A story by Laleh Chini:
I remember there was an old ruined mansion in Bushehr-Iran where people could pay a little amount to go inside. We visited the wrecked house a few times in my childhood. The story behind it was so sad but more importantly, a life lesson which was probably why my parents took us to the palace several times.
The story goes as the owner was a very rich merchant who was a profligate spender to show off how wealthy he was. People used to say he lit his cigars with burning bills instead of matches in front of others and when big politicians came to Bushehr from the Capital Tehran, he lit candles with bills to show how powerful and rich he was. He used to serve tea in gold teacups and eat in silver plates and dishes. He was never friendly with anyone and found it disgraceful to talk to the poor.

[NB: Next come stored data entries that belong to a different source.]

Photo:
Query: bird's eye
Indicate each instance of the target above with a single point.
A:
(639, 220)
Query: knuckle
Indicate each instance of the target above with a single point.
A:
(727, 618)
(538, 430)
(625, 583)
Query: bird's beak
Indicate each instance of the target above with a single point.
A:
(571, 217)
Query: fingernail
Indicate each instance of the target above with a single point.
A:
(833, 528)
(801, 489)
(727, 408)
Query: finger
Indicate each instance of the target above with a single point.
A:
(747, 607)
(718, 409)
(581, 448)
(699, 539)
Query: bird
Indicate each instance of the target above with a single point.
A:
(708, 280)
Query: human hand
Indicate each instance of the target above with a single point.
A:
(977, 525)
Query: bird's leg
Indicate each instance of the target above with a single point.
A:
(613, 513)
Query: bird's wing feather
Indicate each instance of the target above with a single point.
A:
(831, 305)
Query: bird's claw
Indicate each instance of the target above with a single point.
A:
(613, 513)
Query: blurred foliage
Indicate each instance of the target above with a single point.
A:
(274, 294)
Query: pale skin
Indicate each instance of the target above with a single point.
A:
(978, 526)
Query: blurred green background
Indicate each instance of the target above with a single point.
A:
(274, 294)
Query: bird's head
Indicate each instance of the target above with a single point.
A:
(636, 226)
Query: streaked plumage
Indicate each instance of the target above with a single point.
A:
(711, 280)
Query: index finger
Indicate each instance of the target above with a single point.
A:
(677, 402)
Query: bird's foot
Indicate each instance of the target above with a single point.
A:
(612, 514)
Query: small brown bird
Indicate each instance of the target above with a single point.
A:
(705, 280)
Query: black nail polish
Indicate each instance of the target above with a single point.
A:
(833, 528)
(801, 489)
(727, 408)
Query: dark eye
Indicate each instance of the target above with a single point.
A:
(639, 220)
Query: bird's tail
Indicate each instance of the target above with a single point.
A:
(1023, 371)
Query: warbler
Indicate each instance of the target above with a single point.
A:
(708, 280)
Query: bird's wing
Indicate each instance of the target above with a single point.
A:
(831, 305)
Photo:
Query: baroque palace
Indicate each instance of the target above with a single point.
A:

Eventually, he lost everything, went bankrupt and died without a penny to leave for his children. The poor people who now lived in the mansion with no windows or doors and partially no roof and walls were his grandchildren who owned the land. They lived very impoverish lives. They survived with general labors and the money people paid to see the ruined house. They never talked to anyone, nor answered any questions. It was obvious that they were so ashamed of their grandfather’s past.
My father said that no one ever offered them any jobs because their grandfather was so cruel to the town, and never respected anyone as he saw himself as a superior.